Random Recipe: Baked Apple Cider Mini Muffins

It is hard to believe that we have lived in Portland for 12 years. Before moving out here we lived in Boston, and the last place we lived was in a small town on the outskirts of Boston called Lexington. Compared to anything in Portland, it is old. It was a town involved in the Revolutionary War, and where the Battle of Lexington was fought. That, however, is just a bit of history. We rented the first story of a large house, and 5 women rented the upstairs of the house. Next door, was a farm called Wilson Farms. Next to our house was one of their fields and on the other end of the field was their farm store.

We spent quite a bit of $$$ — as it was so easy, convenient, and of course tasty. In the fall and winter they would have piping hot apple cider donuts and some prepackaged to take home. I think that was probably Chris’ favorite part of living right next door. I loved them too – but what I miss most was the tulips that were the size of my hand. When I recently found this recipe for Apple Cider Mini Muffins I knew we had to try. A bit of Wilson Farms nostalgia. And…they were so good!

Baked Apple Cider Mini Muffins

  • 2 cups flour
  • 1½ teaspoons baking powder
  • 1½ teaspoons baking soda
  • 1½ teaspoons cinnamon
  • ½ teaspoon salt
  • 1 egg
  • 2 tablespoons butter, melted
  • ⅔ cup brown sugar
  • ½ cup buttermilk
  • 2 tablespoons applesauce
  • 1 teaspoon vanilla
  • ½ cup apple cider
  • Cinnamon/Sugar Coating:
  • 5 tablespoons butter, melted
  • 1 tablespoon cinnamon
  • ½ cup sugar
Instructions
  1. In a large bowl stir together the flour, baking powder, baking soda, cinnamon and salt.
  2. In another bowl whisk together the egg, melted butter, and brown sugar. Then add the buttermilk, applesauce, vanilla, and apple cider.
  3. Add the wet ingredients to the bowl of dry ingredients and whisk together just until combined.
  4. Pour the batter into lightly sprayed mini muffin tins. Fill each muffin ¾ full. Bake for 8 minutes at 350 degrees.
  5. While the muffins are baking melt the butter in a microwave safe bowl. In another bowl combine the sugar and cinnamon together.
  6. When the muffins come out of the oven dip the top of each into the melted butter, then dip into the cinnamon/sugar mixture.

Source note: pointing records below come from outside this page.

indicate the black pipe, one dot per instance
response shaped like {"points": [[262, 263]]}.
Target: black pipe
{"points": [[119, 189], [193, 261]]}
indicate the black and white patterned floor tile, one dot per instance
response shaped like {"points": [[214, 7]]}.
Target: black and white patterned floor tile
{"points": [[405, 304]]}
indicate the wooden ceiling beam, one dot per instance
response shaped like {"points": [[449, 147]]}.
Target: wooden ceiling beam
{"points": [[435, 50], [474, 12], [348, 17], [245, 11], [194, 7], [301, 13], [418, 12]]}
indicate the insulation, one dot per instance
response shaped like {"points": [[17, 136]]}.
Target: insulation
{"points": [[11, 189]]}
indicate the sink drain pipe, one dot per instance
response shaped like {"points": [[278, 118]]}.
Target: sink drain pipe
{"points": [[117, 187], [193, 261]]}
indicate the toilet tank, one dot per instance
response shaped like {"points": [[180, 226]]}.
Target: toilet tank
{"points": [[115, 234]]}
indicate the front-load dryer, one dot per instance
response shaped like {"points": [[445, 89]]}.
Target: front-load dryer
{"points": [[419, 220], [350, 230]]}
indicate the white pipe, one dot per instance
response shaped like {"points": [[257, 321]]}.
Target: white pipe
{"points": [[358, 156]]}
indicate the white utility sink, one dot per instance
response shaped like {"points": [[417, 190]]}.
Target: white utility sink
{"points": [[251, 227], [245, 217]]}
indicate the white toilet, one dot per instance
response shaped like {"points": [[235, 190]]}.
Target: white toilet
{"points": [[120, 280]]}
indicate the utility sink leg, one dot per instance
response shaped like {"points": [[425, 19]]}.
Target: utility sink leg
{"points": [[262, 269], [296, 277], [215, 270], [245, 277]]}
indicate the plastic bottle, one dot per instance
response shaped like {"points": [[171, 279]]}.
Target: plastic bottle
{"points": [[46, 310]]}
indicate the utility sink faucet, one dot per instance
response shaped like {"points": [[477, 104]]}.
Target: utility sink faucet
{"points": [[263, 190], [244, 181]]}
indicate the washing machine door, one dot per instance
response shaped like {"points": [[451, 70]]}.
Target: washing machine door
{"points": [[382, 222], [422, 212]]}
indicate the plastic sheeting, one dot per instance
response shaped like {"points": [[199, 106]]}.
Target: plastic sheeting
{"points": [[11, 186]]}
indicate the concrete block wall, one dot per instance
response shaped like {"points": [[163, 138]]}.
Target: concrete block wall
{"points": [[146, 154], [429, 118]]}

Inherited recipe card nostalgia

I am a sucker for a feel good novel. You know the kind that makes you dream about living on a farm or opening up a bakery, regardless of all the work it actually takes to pull such ventures off. Over the weekend as I was finishing up such novel, one of the very last paragraphs on the last page of the book reminded me of my mom and grandma:

“My grandmother’s handwriting filled the yellowed index cards, her letters tall and elegant, directing the creation of breads and cakes, pies and pastries, cookies, and of course, muffins. Even in the faded peacock-blue ink, her words live on.” page 341

The book? The Irresistible Blueberry Bakeshop & Cafe by Mary Simses. A novel about a woman whose grandma had asked her to deliver a letter for her and then dies, and the journey the woman has to make to unravel a past she did not know about her grandma. A fluffy, fun book? Yes. Still, it was good. She talks about food throughout, and juxtaposes it with the woman (a Manhattan attorney) who is always careful about what she eats only to find comfort in the food she eats on her journey.

I still have a few of the index recipe cards in both my mom and grandma’s handwriting. You can tell how often a dish was made by the grease and spill marks, the worn look of the paper, and sometimes the bleed of a pen. I only have a few remnants of these recipes. At one point many years ago, when laptops became a hot item (although they still looked like bricks) my sister and I transferred the recipes we inherited to her new laptop so we could both have copies, and then not too long later the laptop died and was not able to be resurrected. In some ways it is fine as we have found, explored, and made our own favorite recipes, but there are still a few that linger out there that I have not been able to replicate.

Sometimes Chris asks me if the memory of the time, or the memory and nostalgia of that favorite recipe is strong but if I actually was able to replicate the dish would it still have the same effect on me? I love my mom’s coffee cake, and yet that was not lost (thanks to Betty Crocker). I have even changed it up and added my own twist. There are many that I probably never even know that I am missing. The one that I have tried over and over to recreate with horrible luck was her chocolate chess pie. I remember making it often as a kid and loving it, but each time I try now it is a runny mess. I think Chris has given up on it. So if any of you have a chocolate chess pie recipe that you want to share, I am all ears!